Council Member Vickie Paladino announced that they had received a written commitment from Deputy Mayor for Public Safety Philip Banks that the city will assess public safety needs and identify all available resources for an additional patrol precinct within the 109th Precinct.
“This community has been in dire need of an additional police precinct for over 20 years, and while I am not thrilled with the length of time it took, I am grateful to receive confirmation now that a precinct will be on the way,” Paladino said. “This is a huge step in the right direction and I know myself and Community Board 7 will remain vigilant until we see the doors open on the new precinct. As of right now we will be exploring locations around College Point and Whitestone for placement.”
Kelty said he was ecstatic.
“I look forward to working with the administration and our elected officials, especially Councilwoman Paladino,” he said. “Even though it took well over 20 years, we need to implement it as quickly as possible.”
The Willets Point project is being led by the New York City Economic Development Corporation and the Queens Development Group, a partnership by developers Related Companies and Sterling Equities.
“NYCEDC is thrilled that Queens Community Board 7 voted in favor of the Willets Point Phase 2 development and looks forward to continuing the ULURP certification process and working with Queens Borough President Donovan Richards next,” said NYCEDC President and CEO Andrew Kimball. “New York City is proud to make a generational investment in Willets Point that will bring the largest new affordable housing development in over 40 years, not to mention new public open space, hotel, much-needed infrastructure, and the city’s first soccer-specific stadium that will be 100 percent privately financed. This next phase of development will help create nearly $6 billion in economic impact over the next 30 years, more than 14,000 construction jobs.”
Related Companies CEO Jeff Blau spoke on behalf of the Queens Development Group.
“For the last decade, Community Board 7 has been a steadfast partner ensuring that the development of Willets Point delivers what’s best for this community,” Blau said. “We are grateful for their hard work, their dedication and for their approval of this vision that will deliver a vibrant mixed-use community built on the bedrock of thousands of affordable housing units.”
NYCFC fans cheered the result of the CB 7 vote inside St. Luke’s Church in Whitestone.
The $780 million privately financed stadium will be the city’s first soccer-specific venue.
“NYCFC is grateful for this vote of confidence from Community Board 7 to help continue a vision for Willets Point that will unlock thousands of jobs, historic affordable housing, and NYC’s first-ever, union-built soccer stadium,” NYFC Vice Chairman Mart Edelman said. “NYCFC committed ten years ago to build in the five boroughs, and we are thrilled to be closer to bringing this promise to life in Queens – the World’s Borough will be our home for The World’s Game.”
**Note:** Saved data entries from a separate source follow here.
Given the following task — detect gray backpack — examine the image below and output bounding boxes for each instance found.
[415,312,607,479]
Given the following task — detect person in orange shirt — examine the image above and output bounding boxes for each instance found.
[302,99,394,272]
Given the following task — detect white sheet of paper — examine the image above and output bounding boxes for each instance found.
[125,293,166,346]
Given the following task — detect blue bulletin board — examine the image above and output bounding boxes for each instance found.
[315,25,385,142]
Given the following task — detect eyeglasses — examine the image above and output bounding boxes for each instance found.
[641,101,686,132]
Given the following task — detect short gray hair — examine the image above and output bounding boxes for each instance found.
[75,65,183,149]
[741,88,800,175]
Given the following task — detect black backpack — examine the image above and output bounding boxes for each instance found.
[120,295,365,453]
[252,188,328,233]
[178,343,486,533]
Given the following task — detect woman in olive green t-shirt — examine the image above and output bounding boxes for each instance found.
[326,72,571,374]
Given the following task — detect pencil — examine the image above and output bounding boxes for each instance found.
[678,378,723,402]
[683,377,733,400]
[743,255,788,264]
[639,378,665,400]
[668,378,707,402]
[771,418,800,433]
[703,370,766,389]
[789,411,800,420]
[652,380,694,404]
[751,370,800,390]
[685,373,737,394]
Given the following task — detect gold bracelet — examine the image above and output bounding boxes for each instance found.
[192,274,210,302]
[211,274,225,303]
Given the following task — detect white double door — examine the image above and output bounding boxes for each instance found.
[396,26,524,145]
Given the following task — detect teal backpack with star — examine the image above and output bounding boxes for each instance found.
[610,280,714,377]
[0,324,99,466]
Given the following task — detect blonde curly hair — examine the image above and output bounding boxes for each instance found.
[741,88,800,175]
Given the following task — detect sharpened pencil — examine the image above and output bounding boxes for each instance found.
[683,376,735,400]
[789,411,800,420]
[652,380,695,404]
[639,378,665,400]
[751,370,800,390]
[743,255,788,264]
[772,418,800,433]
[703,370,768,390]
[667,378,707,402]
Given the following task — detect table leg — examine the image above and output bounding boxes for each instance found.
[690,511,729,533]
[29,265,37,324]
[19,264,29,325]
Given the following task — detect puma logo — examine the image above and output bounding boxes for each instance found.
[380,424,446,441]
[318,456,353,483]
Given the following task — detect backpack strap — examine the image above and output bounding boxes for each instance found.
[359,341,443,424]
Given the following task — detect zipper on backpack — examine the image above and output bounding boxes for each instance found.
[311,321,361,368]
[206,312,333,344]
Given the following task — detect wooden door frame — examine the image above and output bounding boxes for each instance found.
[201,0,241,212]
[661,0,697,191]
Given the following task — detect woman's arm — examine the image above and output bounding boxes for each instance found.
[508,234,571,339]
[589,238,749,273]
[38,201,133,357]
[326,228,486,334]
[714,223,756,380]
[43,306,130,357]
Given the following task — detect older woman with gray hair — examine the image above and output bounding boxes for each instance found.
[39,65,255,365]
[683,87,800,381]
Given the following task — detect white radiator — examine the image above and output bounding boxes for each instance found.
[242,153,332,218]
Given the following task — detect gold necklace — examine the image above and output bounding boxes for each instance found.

Outside the church, several organizations protested against the project, including members of the Guardians of Jamaica Bay, who say the stadium will take up space that could be used for more affordable housing construction.
“Our number one concern is that we deserve better from our city-owned land and nothing is more representative than the special Willets Point district,” Guardians of Flushing Bay Executive Director Rebecca Pryor said. “”This is abusive land use and we don’t deserve it.”
Jenny Dubnau, of the Western Queens Community Land Trust, said her group tries to take land off the speculative market and give it to the community.
“Public land should be for the public good, there should be no profit taking at all on public land,” she said, adding that sports stadiums have been proven to not bring economic improvement to communities.
Corona native Alex Moran is a lifelong soccer fan who attended the first NYCFC match at Yankee Stadium.
“I can safely say, I love this team. I’ll admit that I was initially excited at the prospect of a soccer stadium so close to home,” Moran said. “I am here today, however, to voice my opposition to this development plan. The truth is seeing this project through in no way guarantees economic revitalization or improvement of our neighborhoods. Let’s call this what it is, a sale of public land for the exclusive benefit of investors.”
The union members that cheered the result inside the church would differ.
“Tonight’s community board vote on the new soccer stadium represents a critical next step in forging the creation of family-sustaining careers for hard-working New Yorkers in Queens,” said Gary LaBarbera, president of the Building and Construction Trades Council of Greater New York. “With the help of union tradesmen and tradeswomen, this project will provide our soccer fans and players with the world-class venue they deserve and further establish the neighborhood as a premier sporting and cultural hub in New York City. Our members look forward to contributing to this critical development and pursuing the opportunities it creates for them and their families.”